You know, for years Rick has been talking about economic development inFramingham, and touting the merits of biotech, compounding pharmacies notwithstanding. The point that Rick misses is that economic development is a two prong issue. First, it provides flashy new buildings. But of equal import, it has to be in the right place to stimulate economic development. Biotech buildings on New York Avenue don’t create jobs as much as they shuffle them around. And biotech jobs tucked away on New York Avenue doesn’t create street life.
I used to have my office on 1661 Worcester Road, back in the old days. If you wanted a cup of coffee or a donut, you had to risk your life crossing Route 9. I would occasionally take clients to Tin Alley Grill or whatever that thing was called. We picked that site for our office because many of my clients came from out of town and were staying at the hotel. Increasingly, they complained that there was nothing to do the moment they walked out of the hotel. So I moved my office to another site in Framingham. Once again, if I wanted to do the death dash across Route 30, there were limited food options amongst the gas stations and traffic. But my new office was in close proximity to a hotel and to transport to the airport. But in the past four years, that site went into a death spiral, as Framingham denied permit after permit for anything that would bring life to our little corner. When Bickford’s closed, my clients threw up their hands, and said that the location was as bad as the other.
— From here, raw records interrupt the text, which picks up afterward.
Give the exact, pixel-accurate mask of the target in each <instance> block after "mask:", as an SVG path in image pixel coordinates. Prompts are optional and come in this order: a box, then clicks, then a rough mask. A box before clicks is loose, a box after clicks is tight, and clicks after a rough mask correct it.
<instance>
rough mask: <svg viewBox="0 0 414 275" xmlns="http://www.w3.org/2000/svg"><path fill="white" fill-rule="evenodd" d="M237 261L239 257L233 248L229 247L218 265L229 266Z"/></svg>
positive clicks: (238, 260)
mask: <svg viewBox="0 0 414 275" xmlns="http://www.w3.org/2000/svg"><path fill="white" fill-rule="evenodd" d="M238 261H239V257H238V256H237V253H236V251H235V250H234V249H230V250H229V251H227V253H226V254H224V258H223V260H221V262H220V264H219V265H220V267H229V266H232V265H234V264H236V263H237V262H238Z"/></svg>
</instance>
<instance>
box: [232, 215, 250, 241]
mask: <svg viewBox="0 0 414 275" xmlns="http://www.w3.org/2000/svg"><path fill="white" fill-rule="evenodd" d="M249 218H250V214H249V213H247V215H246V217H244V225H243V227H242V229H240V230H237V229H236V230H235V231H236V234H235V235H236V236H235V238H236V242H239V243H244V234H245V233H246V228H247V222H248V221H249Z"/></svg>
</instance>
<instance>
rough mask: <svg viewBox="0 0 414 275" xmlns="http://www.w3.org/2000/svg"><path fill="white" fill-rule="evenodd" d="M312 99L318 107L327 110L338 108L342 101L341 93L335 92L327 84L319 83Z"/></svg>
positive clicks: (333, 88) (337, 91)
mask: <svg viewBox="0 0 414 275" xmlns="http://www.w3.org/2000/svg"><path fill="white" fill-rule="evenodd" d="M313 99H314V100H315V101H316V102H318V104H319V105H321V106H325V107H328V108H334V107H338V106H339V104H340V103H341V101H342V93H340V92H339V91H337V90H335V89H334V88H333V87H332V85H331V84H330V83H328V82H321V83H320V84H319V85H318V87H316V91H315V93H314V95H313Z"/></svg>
I have just moved my physical office in Massachusetts, such as I have one, to an urban village outside of Framingham. Tough choice to leave Framingham, but no choice. Framingham increasingly has a reputation as an anti-business community, with little or no considered plan for development. Our new bricks and mortar office is flex space in a mill building. I walk out my door to restaurants, useful shops (dry cleaners, small supermarket, barber shop, hardware store, liquor store). There are a variety of people here, in all walks of life and employment. Commuter rail is across the street. My commute has gone from a 45 minute drive through increasingly worsening traffic to a pleasant 20 minute walk. Yes, walk. And while we don’t have a Bickford’s here, we have everything else you could possibly want. I also have better infrastructure all around. This is new urbanism at its best.
Back to McDonalds. The Route 9 gateway to Framingham is the worst example of blight in MetroWest. A number of years ago, I proposed carving “Welcome to Framingham-Heart of Metrowest” on the new overpass over Route 9, marking the gateway to the town. Today, you know you’ve left Southboro and entered Framingham because the neighborhood quality plummets. I don’t like McDonalds, and I don’t go there. But it is an anchor. A start. Something. A place people who work in the area could walk through. Probably the first step in redeveloping the area. Tax dollars. I made a last ditch analysis of buying the Rugg Gates House and moving the house to the site of Tin Alley Grill and then adding some additional development behind it. When I spoke to banks and other developers, I confirmed what I sort of knew–no one wants to develop anything in that area. Regardless of Rick’s treasured bio tech and Staples and Bose, this area is still just a suburban office park surrounded by highways and oceans of cars. Something has to give, and McDonald’s wants to take the first step.
Come on Framingham, grab for the ring.